Maxinsights CorporationSanta Clara, CA

About The Position

We are looking for a senior ML infrastructure engineer to build and evolve the systems that support model training, deployment, and production usage. This role sits at the intersection of software engineering, infrastructure, ML workflows, and developer experience. The work focuses on production-quality ML systems: reliability, scalability, observability, and usability for the team. You will work on training infrastructure, deployment workflows, model serving, platform tooling, automation, and production reliability. Training deployment is a core focus, and experience with inference deployment is a strong plus.
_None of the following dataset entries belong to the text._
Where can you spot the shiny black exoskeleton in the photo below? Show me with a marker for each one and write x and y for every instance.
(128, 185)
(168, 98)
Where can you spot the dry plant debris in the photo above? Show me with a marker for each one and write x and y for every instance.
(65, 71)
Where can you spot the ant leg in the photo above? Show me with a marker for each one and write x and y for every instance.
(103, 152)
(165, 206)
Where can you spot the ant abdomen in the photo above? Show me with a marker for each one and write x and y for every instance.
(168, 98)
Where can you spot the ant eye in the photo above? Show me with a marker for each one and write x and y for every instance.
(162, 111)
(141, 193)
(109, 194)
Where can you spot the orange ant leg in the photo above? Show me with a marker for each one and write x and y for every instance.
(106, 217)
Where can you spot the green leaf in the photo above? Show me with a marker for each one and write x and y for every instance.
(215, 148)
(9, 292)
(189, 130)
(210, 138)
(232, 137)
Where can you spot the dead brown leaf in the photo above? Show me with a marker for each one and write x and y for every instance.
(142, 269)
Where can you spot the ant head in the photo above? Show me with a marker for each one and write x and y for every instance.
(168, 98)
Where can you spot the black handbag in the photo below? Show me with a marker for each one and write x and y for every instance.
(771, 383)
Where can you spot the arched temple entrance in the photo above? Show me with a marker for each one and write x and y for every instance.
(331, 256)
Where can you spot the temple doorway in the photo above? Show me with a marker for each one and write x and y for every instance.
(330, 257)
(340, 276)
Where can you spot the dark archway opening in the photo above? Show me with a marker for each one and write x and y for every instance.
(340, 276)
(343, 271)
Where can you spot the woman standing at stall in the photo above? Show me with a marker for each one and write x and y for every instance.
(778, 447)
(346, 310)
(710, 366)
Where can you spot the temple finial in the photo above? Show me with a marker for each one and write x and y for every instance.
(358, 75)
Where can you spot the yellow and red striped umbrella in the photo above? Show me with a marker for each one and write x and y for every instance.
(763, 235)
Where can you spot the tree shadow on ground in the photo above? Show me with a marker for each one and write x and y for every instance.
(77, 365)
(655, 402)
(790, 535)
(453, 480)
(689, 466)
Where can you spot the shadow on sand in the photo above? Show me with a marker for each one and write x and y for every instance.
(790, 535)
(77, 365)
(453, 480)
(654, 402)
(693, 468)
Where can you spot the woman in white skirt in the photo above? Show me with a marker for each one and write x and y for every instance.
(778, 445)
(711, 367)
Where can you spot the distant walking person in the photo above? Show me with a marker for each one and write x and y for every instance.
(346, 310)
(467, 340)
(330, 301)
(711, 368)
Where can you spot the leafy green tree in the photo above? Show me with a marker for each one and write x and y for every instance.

We care about engineering judgment, technical depth, communication, and the ability to turn messy ML workflows into stable platform capabilities.

Requirements

  • Strong software engineering and infrastructure fundamentals, with experience owning production or near-production systems.
  • Practical experience with PyTorch and ML training workflows, including job orchestration, compute environments, artifact management, and deployment automation.
  • Solid understanding of heterogeneous computing and high-performance computing, especially for ML training or serving workloads.
  • Good understanding of model lifecycle concerns: data, configs, checkpoints, artifacts, reproducibility, rollout, rollback, and observability.
  • Ability to build reliable platform abstractions without hiding the important details ML practitioners need to control.
  • Clear technical and product sense: you can prioritize platform work that unlocks real training or deployment velocity.
  • High standards for engineering quality, including tests, documentation, debugging tools, and maintainable system design.

Nice To Haves

  • Experience building training deployment systems, model release workflows, or ML platform tooling for research and production teams.
  • Experience with inference deployment, model serving, online/offline evaluation, performance tuning, or rollout safety.
  • Experience with distributed training, GPU infrastructure, workload scheduling, artifact/version management, or reproducibility tooling.
  • Understanding of CUDA, GPU architecture, or low-level performance optimization.
  • Experience with open-source inference and serving frameworks such as vLLM, TensorRT, Triton, or similar systems.
  • Experience migrating ad hoc notebooks, scripts, or manual ML processes into reliable platform workflows.

Responsibilities

  • Design, build, and evolve infrastructure for ML training workflows, training deployment, experiment execution, and production handoff.
  • Build and maintain deployment paths for models, jobs, services, and supporting infrastructure across development and production environments.
  • Improve reliability, scalability, observability, and developer experience for ML workflows and platform tools.
  • Define interfaces, automation, metadata, artifacts, configuration, environment management, and lifecycle boundaries for ML systems.
  • Collaborate with research, product, data, and engineering partners to translate incomplete ML workflow needs into maintainable systems.
  • Support production usage by building clear operational tooling, debugging paths, and safe rollout mechanisms.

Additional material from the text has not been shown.